Hornberger J
Department of Health Research and Policy, Department of Medicine, Stanford University School of Medicine, CA, USA.
Am J Public Health. 1998 Jan;88(1):61-7. doi: 10.2105/ajph.88.1.61.
This study illustrates a cost-benefit analysis of clinical trial design, using as an example a trial of folate supplementation to prevent cardiovascular disease.
Bayesian statistical and decision-analytic techniques were used to estimate the cost-benefit and sample size of a placebo-controlled trial of folate targeted to US citizens, aged 35 to 84 years, with elevated serum homocysteine levels. The main end point is event-free survival (i.e., survival without new ischemic heart disease or stroke) at 5 years.
Because the screening cost and annual cost and inconvenience of taking folate is small compared with the consequences of stroke, ischemic heart disease, or death, the increase in 5-year event-free survival with folate that should compel the use of folate is just 1.1%. The sample size per group needed to establish this level of folate's medical effectiveness is estimated to be 17310. Such a trial would provide an expected societal cost-benefit savings exceeding $11 billion within 15 years.

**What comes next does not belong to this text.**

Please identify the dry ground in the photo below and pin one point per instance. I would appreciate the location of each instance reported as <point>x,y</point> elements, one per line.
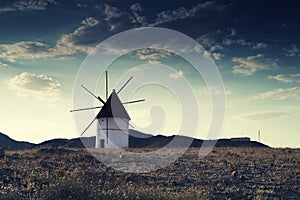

This study illustrates how Bayesian methods may help in assessing the societal cost-benefit consequences of proposed disease prevention trials, deciding which trials are worth sponsoring, and designing cost-effective trials.
本研究以一项叶酸补充剂预防心血管疾病的试验为例,阐述了临床试验设计的成本效益分析。
采用贝叶斯统计和决策分析技术,对一项针对美国35至84岁血清同型半胱氨酸水平升高的公民进行的叶酸安慰剂对照试验的成本效益和样本量进行估计。主要终点是5年时无事件生存(即无新发缺血性心脏病或中风的生存)。
由于与中风、缺血性心脏病或死亡的后果相比,叶酸的筛查成本、年度成本和服用不便程度较小,叶酸使5年无事件生存率提高从而促使使用叶酸的幅度仅为1.1%。估计要确定叶酸达到这一医疗有效性水平每组所需的样本量为17310。这样一项试验将在15年内为社会节省超过110亿美元的成本效益。
本研究说明了贝叶斯方法如何有助于评估拟议的疾病预防试验的社会成本效益后果,决定哪些试验值得资助,并设计具有成本效益的试验。